I also looked at the ’30 Day Nutritional Cleanse’ system, which has been designed as a weight-loss program. This consists of a weight-loss shake (complete with 19g of sugar/100g in the Strawberry shake – that is one-fifth sugar!), the Ionix product discussed above, and a few other products to help ‘cleanse’ and ‘accelerate’ your weight-loss. Without going into a detailed assessment of each individual product, suffice it to say that none of these products impressed me either, mostly due to (again) what I would regard as teeny amounts of herbs and nutrients contained in each. However, according to the website the pack will set you back $490.60 if you pay recommended retail price.
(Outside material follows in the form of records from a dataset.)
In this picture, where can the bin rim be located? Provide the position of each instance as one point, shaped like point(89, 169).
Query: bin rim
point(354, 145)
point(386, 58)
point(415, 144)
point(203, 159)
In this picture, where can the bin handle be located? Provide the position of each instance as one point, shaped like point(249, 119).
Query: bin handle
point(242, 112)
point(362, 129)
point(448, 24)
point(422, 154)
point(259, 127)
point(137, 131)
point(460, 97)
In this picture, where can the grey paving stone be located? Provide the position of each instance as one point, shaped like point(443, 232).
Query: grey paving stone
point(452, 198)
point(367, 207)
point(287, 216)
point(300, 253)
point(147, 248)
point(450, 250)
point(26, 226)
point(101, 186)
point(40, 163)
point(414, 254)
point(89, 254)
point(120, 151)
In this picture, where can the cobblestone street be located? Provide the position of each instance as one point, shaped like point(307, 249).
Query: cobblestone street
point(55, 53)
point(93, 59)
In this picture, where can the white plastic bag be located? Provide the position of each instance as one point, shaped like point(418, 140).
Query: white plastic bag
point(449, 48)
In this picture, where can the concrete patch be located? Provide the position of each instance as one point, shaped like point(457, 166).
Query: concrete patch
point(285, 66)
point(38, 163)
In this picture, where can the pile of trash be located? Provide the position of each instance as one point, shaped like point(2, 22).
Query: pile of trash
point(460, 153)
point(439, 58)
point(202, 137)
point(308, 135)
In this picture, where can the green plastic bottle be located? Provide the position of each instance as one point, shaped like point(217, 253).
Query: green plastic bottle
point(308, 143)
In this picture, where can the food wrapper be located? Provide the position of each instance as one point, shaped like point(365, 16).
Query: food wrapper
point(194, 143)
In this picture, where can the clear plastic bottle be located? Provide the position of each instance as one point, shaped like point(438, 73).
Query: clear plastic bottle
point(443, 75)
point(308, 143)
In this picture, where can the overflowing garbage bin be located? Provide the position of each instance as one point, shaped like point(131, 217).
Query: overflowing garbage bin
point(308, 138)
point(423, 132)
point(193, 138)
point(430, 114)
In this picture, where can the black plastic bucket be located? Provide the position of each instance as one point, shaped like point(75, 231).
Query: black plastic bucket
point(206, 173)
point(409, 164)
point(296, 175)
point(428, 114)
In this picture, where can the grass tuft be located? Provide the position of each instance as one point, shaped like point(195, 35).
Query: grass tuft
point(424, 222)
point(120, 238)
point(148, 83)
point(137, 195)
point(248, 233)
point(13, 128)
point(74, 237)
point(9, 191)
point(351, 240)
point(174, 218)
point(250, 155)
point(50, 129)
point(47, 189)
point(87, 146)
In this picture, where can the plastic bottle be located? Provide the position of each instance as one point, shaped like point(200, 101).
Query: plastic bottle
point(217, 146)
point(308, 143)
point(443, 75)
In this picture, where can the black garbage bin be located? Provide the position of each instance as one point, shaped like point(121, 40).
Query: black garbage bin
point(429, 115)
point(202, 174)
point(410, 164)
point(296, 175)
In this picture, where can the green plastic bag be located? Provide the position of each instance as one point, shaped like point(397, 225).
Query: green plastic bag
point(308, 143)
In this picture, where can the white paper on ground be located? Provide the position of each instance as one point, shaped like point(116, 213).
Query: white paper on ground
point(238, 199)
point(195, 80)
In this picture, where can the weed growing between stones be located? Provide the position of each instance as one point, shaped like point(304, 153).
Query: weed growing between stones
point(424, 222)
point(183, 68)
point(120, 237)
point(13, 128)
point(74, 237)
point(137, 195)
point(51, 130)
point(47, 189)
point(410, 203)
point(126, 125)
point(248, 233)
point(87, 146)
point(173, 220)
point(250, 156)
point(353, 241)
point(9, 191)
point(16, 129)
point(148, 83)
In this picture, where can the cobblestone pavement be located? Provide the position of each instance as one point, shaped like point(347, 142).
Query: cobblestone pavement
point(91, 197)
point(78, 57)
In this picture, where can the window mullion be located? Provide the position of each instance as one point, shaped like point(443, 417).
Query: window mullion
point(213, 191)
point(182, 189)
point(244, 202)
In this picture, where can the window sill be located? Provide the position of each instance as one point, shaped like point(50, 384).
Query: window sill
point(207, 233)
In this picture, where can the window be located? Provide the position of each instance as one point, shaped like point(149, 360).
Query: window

The 30 Day program also refers to some research that has been done, that proves their system superior to other weight-loss methods.
However, when I examined the actual study itself (there were 2 papers quoted, but only 1 actual research activity performed), I found quite a few holes, and these were things that the average Joe (who, unlike me, probably has better things to do than sift through umpteen pages worth of research papers) would probably miss if they weren't looking for them. When it comes to good-quality research, there are always steps taken to ensure that the study is not biased – in other words, to make sure that you are being given the proper information and not results that have been skewed to look favourable on paper (and consequently, sell more product). The first problem I found was that the research itself was funded by Isagenix – they have paid for the research to be done in the first place. How convenient! Secondly, one of the researchers involved in the project is a consultant (presumably paid) to the company. Extra convenient! As you can imagine, both of these are not ideal situations when it comes to searching for the truth, and are a big ‘red flag’ to apply at least some skepticism to the results. Thirdly, the study itself didn’t just look at the Isagenix program – the women participating in the study were actually also fasting intermittently (which is well-known to speed up weight loss). So this made the ‘end result’ of using the Isagenix system look extra good on paper (but are probably not typical when it comes to the ordinary person, who is most likely going to follow the system without starving themselves one day out of every seven). Finally, buried in the middle of the paper, in the middle of a page, in the middle of a paragraph, I found the admission that the ladies using the Isagenix shakes were actually consuming fewer calories than the other ladies they were being compared with, who were just eating food. So in other words, those who ate less lost more weight. Wow, what a revelation!
Unfortunately, in my opinion, these products fail to meet (or even come anywhere near) my high standards, and I certainly think that people deserve to be made aware of the facts, before trusting their health (and hard-earned money) to these kinds of marketing approaches.